Auetal (jak). Auf keinen Fall. „Was wir heute alles leisten, ist gigantisch“, sagt Tanja Büthe, die Leiterin der Kita Rehren, „und dafür wollen wir Wertschätzung.“ Doch die fehlt. Sowohl in der Öffentlichkeit als auch bei den Arbeitgebern. Mit zwei Warnstreiks haben auch die Erzieherinnen im Auetal Druck in den laufenden Tarifverhandlungen der Gewerkschaft Verdi mit den kommunalen Arbeitgebern ausgeübt.

 Letztlich gehe es einfach um die Wertschätzung, betonen Tanja Büthe von der Kita Rehren, Andrea Schwarz-Geddert von der Kita Escher und Beate Schürmann vom Familienzentrum Rolfshagen einhellig. In den vergangenen 20 Jahren habe sich das Berufsbild der Erzieherin massiv verändert, ohne dass dem im Tarifvertrag Rechnung getragen wurde.
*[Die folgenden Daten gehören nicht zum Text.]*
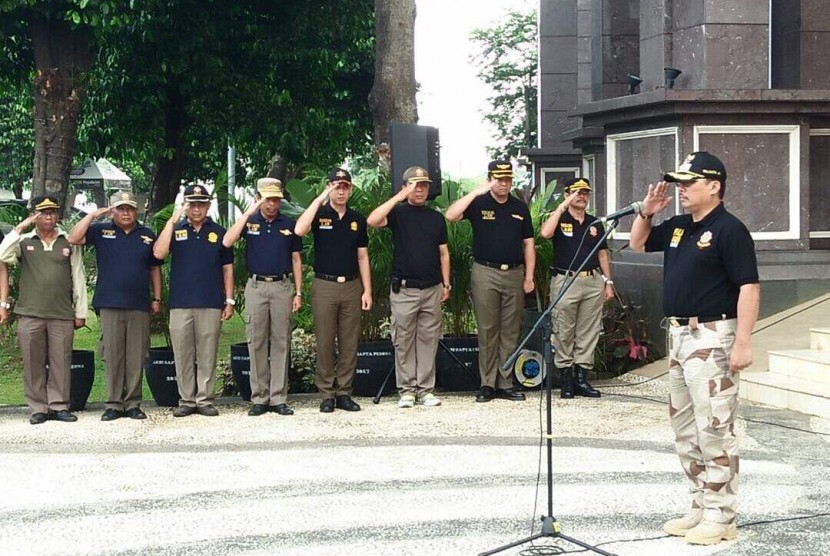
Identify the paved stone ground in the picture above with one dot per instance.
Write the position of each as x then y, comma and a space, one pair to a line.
454, 480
 Wie radikal sich die Arbeit der Erzieherinnen geändert hat, kann Büthe mit einem Beispiel deutlich machen: In ihrem ersten Jahr als Erzieherin in einer anderen Gemeinde hatte sie mit einem Kind aus schwierigen Verhältnissen zu tun. „Die Mutter musste mit ihm zur Frühförderung“, erinnert sich Büthe, „und sie bat mich, sie zu begleiten. Natürlich habe ich das getan. Doch im Anschluss habe ich richtig Ärger bekommen.“ Wie sie denn auf die Idee gekommen sei, sich in die Belange der Familie einzubringen, wurde ihr vorgehalten. „Heute ist das für uns selbstverständlich.“ „Wir betrachten das komplette System Familie“, ergänzt Schürmann. „Alles, was sich in der Familie abspielt, hat auch mit dem Kind zu tun.“ Die Kita ist heute eben kein Ort mehr, wo die Kleinen für einige Stunden am Tag kostensparend aufbewahrt werden. Die Ansprüche an die frühkindliche Bildung steigen. „Wir müssen alle Wissensbereiche abdecken und für Kinder verständlich erklären können“, so Schwarz-Geddert.
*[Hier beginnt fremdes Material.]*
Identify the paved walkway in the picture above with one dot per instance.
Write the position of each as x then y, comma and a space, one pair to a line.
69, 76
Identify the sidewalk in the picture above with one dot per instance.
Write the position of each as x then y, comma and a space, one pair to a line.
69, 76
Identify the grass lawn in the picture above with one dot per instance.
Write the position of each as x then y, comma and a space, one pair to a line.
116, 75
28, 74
 Den Erzieherinnen gehe es nicht einfach um mehr Geld, sondern um eine neue Art der Wertschätzung ihrer Arbeit. „Was wir heute leisten, ist durch die Leistungsgruppe S6 nicht mehr abgedeckt“, sagt Schürmann. „Was wir eigentlich leisten, findet sich erst bei S10.“ Und genau in diese Tarifgruppe möchte die Gewerkschaft die Erzieherinnen auch eingeordnet sehen. Die Arbeitgeber sehen das naturgemäß anders. Finanziell würde das Zugewinne zwischen fünf und 15 Prozent für die Erzieherinnen bedeuten.

 Auch die Gruppengrößen, die nicht Teil der Verhandlungsrunde ist, machen die Kita-Leiterinnen zum Thema. „Wir betreuen 25 Kinder zu zweit“, erklärt Büthe, „das ist einfach zu viel.“ Zusätzlich gäbe es pro Gruppe nur sieben Stunden „Verfügungszeit“, also Zeit, die nicht direkt am Kind verbracht wird. Das werde den heutigen Ansprüchen nicht mehr gerecht. Allein die Dokumentationspflichten, aber auch die notwendigen Teamabsprachen und Gespräche mit den Eltern würden deutlich mehr Zeit erfordern.
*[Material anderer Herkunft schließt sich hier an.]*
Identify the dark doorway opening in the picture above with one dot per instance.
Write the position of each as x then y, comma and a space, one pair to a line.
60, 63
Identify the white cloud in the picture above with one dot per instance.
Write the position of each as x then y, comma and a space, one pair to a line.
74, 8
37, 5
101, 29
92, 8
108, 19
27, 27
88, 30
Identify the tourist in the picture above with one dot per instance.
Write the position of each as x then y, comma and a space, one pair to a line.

 Auch bei der Ausbildung der Erzieherinnen sehen Auetals Kita-Leiterinnen erheblichen Nachbesserungsbedarf. „Eigentlich müsste die Ausbildung akademisch angesiedelt werden“, findet Schürmann. Die vermittelten Inhalte seien schon heute oft nicht mehr ausreichend für die tägliche Arbeit im Kindergarten, was dazu führe, dass die angehenden Erzieherinnen bei ihrer Praxiszeit in einer Kindertagesstätte an viele Themen erst ganz neu herangeführt werden müssten. „Und auch das müssen wir alles nebenbei erledigen, zusätzliche Stunden gibt es dafür nicht“, betont Schürmann.